“A story was not needed. A story was not compulsory, just the becoming of ritual. Ritual was enough.”
Apparitions of the Living is the second novel by John Trefry, founder of the small press Inside the Castle. Like other books put out by the press, Trefry’s work is an experimental exploration of the possibilities of literature. Here, Trefry combines poetry, the nouveau roman, and formal experimentation to create a strange, haunting experience.
What first caught my eye was the cover. It seemed intentionally designed to look a lot like the first English translation of Alain Robbe-Grillet’s Topology of a Phantom City. A note on the inside confirms this, stating that novel is “to which this work is indentured.” The influence of Robbe-Grillet and of Topology… novel specifically is very apparent in the text as well.
Robbe-Grillet’s work was part of the French “nouveau roman (new novel)” movement of the mid-20th century, and he wrote what could be considered the “manifesto” of the movement, “For a New Novel.” The movement encompassed many attempts to create new types of novel. Robbe-Grillet wanted to create novels which made narrative and character subordinate to the setting, surroundings, and objects, a method which he saw as more accurately reflecting experience in the modern world.
Apparitions of the Living follows this path. There is a narrative concerning the kidnapping and murder of a young boy and focus shifts between a man who discovers the boy’s body, the kidnapper, and the boy’s mother. However, the prose remains mostly focused on descriptions of the setting with changes in time and place being vague at best.
The book is divided into five sections. The first, third, and fifth sections contain the main narrative. The text here is shoved into the middle of page, leaving wide margins around it, and each chapter is one continuous paragraph giving them a narrow, claustrophobic feeling. The second and fourth sections are much more vague. The text seems to relate to the boys kidnapping but constantly shifting between perspectives and places. The text here is spread wide over the page with space between each line, giving these sections an empty, dream-like feeling. The shifts in text within the book’s design reflect the shifts in place in the narrative. It takes place primarily either in a wide, seemingly empty dessert or in small, sometimes crowded hotel rooms.

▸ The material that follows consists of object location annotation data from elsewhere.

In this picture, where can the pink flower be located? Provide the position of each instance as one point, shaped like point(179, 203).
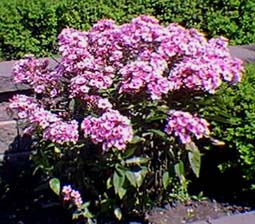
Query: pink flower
point(71, 195)
point(111, 129)
point(62, 132)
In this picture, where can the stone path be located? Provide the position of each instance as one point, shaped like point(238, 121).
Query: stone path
point(245, 218)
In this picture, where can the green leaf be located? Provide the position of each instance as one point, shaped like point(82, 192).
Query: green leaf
point(195, 161)
point(71, 105)
point(109, 183)
point(136, 177)
point(179, 169)
point(136, 139)
point(159, 133)
point(118, 213)
point(122, 191)
point(55, 185)
point(118, 181)
point(131, 177)
point(137, 160)
point(165, 179)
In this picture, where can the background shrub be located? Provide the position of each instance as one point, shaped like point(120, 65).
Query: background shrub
point(32, 26)
point(232, 115)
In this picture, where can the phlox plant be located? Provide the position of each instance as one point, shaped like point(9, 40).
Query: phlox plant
point(116, 117)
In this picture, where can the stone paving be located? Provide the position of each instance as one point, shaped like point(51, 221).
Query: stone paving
point(244, 218)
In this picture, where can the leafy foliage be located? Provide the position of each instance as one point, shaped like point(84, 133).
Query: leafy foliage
point(232, 115)
point(32, 27)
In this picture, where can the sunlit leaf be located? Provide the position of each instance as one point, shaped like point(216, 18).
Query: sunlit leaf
point(55, 185)
point(118, 181)
point(179, 169)
point(195, 161)
point(165, 179)
point(118, 213)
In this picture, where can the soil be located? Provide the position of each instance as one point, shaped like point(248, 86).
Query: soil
point(192, 211)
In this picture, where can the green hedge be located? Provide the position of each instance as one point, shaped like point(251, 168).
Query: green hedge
point(31, 26)
point(232, 115)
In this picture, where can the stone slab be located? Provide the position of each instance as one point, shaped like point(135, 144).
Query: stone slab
point(243, 218)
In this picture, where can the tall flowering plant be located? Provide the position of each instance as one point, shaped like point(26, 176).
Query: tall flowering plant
point(122, 102)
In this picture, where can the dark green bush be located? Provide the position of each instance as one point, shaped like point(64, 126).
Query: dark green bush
point(232, 115)
point(32, 26)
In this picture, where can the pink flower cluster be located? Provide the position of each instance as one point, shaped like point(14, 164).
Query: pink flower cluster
point(61, 132)
point(111, 129)
point(71, 195)
point(185, 126)
point(145, 56)
point(36, 73)
point(53, 127)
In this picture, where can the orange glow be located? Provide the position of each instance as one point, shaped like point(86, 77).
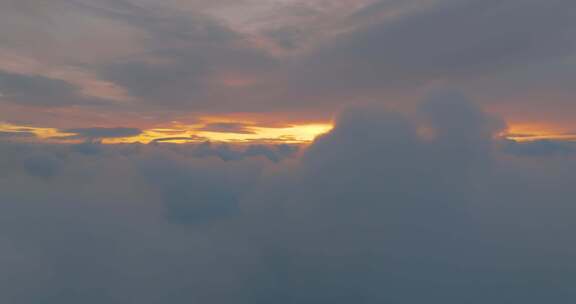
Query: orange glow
point(177, 133)
point(531, 132)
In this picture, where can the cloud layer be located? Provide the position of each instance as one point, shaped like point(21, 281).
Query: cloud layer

The book opens with a striking description of the desert the boy’s body was left in and a poetic and disturbing account of the way the winds have buried him in the sand.
“A partially buried body lies head downhill between two dunes. Any trace of its tumble has been varnished by rolling sand and fine sanding winds. Sand has pooled smooth in a drape around its disparate outcroppings. Splayed hyacinth blue pant cuffs protrude from the sheet of sand ending in mismatched sock feet. Knee is too close to foot. An elbow points outward near a shoulder but far from a hand. Seams of clothes standing out through the thin sand trace vectors of the miscoordinated figure.”
Throughout the first section, a man named Jack discovers the body, but makes no effort to contact the police. Instead, he stays in a nearby hotel, which he soon finds himself needing to stay at indefinitely as he has no money to pay for the room and takes up working as a housekeeper to pay.
The third section introduces Connie, the boy’s mother. She works as a housekeeper at a luxury hotel where an architectural conference is taking place. Here, she meets her boy’s kidnapper, named Gyer. In the fifth section, Connie and Gyer set off to the desert where the boy was left, hoping to find him alive. However, they end up kidnapping another young boy to act as a replacement. The book ends with Jack leaving the hotel and passing the boy’s body one last time as crows prepare to feast on it.
While the story is vague and often confusing, and the characters intentionally lack depth, it remains an absorbing read with Trefry’s vivid, poetic prose. With his background in architecture, the nature of space in relation to design was likely Trefry’s inspiration behind this novel’s structure. However, as I read this, it felt as if it was composed like a music piece, the three main sections playing variations on the themes and the other two acting as bridges.